Mr Hughes, originally from St Margaret's Bay in Kent, was released in June 2009.

Mr Maguire said he plans to write a book which will describe his ordeal in detail. He said: "They were going to kill me a few times. They don't play games out there.

"I was lucky to get home."

He said he thought about his family to get through the ordeal but "it was bad because I was thinking if I don't go home my kids will not have a dad".

After his release, he spent two months travelling with his family around Western Australia - where his parents now live.

"I was getting nuisance phone calls. The press were calling me. I didn't want to speak to them. I wanted to get away," he said.

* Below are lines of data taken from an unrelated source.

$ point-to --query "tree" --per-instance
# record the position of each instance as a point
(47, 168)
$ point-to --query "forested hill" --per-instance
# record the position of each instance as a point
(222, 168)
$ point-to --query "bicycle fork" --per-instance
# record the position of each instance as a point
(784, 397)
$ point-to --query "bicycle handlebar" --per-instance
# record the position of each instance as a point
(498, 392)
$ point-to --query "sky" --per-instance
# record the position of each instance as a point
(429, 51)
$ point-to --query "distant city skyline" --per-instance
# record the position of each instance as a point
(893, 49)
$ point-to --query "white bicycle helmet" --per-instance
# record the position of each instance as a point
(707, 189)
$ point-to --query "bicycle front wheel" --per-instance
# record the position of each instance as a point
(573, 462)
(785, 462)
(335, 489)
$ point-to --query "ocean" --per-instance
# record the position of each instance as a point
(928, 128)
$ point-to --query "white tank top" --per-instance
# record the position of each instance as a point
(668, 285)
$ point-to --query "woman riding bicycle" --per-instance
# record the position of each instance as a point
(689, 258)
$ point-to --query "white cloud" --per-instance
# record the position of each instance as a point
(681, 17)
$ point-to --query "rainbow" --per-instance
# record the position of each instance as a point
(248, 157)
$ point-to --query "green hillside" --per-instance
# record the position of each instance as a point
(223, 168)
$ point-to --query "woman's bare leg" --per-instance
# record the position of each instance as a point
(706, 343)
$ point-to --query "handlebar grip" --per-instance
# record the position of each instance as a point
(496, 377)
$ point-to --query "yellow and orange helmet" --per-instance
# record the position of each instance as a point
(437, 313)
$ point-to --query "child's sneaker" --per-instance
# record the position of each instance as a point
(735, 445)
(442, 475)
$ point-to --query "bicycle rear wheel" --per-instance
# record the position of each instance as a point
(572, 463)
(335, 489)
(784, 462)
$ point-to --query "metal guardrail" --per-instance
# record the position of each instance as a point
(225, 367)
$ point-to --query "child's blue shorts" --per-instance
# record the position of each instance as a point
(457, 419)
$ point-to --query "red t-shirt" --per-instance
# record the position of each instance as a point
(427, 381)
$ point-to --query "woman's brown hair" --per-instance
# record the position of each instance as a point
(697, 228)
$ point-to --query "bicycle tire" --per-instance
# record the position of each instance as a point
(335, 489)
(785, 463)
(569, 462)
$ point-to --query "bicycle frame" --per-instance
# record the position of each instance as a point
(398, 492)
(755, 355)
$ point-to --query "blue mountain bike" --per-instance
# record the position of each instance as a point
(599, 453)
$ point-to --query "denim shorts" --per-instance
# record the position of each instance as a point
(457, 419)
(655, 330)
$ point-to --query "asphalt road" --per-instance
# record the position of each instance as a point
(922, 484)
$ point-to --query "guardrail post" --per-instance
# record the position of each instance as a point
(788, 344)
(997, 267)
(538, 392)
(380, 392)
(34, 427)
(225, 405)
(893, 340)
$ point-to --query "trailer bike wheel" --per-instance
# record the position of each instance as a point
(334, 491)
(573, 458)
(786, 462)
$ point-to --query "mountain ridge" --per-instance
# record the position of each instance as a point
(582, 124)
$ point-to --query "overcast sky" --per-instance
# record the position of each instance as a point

When he finally returned to his home in Birkenhead, he had to start trying to adjust to normal life.

He struggled to sleep indoors, having spent so much time in the jungle.

And he had to try to explain to his children why he had disappeared from their lives for nine months.

'Different perspective'

Mr Maguire has not yet returned to work, and has refused to return to Nigeria.

"You can't come out of the jungle and go straight back to work," he said.

"I think I am ready now."

He said his months in the jungle have given him "a different perspective".

"I do think how lucky I am, having seen how some people live. Some people have nothing."

He looks back on the experience with mixed feelings.

"I'm angry because they (the kidnappers) kept me away from my family. I nearly didn't get home," he said.

"But I also feel sorry for them.

"I don't think they would be fighting if they had anything."

The Niger Delta militants have been fighting against the Nigerian government and the oil companies working in the region, who they accuse of despoiling their land and stealing their wealth.

Mr Maguire has been retraining as an electrician, in the past year, to help with his quest to move his family to Australia.

"I am looking forward to next year," he said.

"I reckon getting back to work will make me feel more normal."

However, he will be more careful about where he goes to work, he said.

"I was naive when I went to Nigeria. I didn't look into what was going on.

"I found out the hard way how bad it was."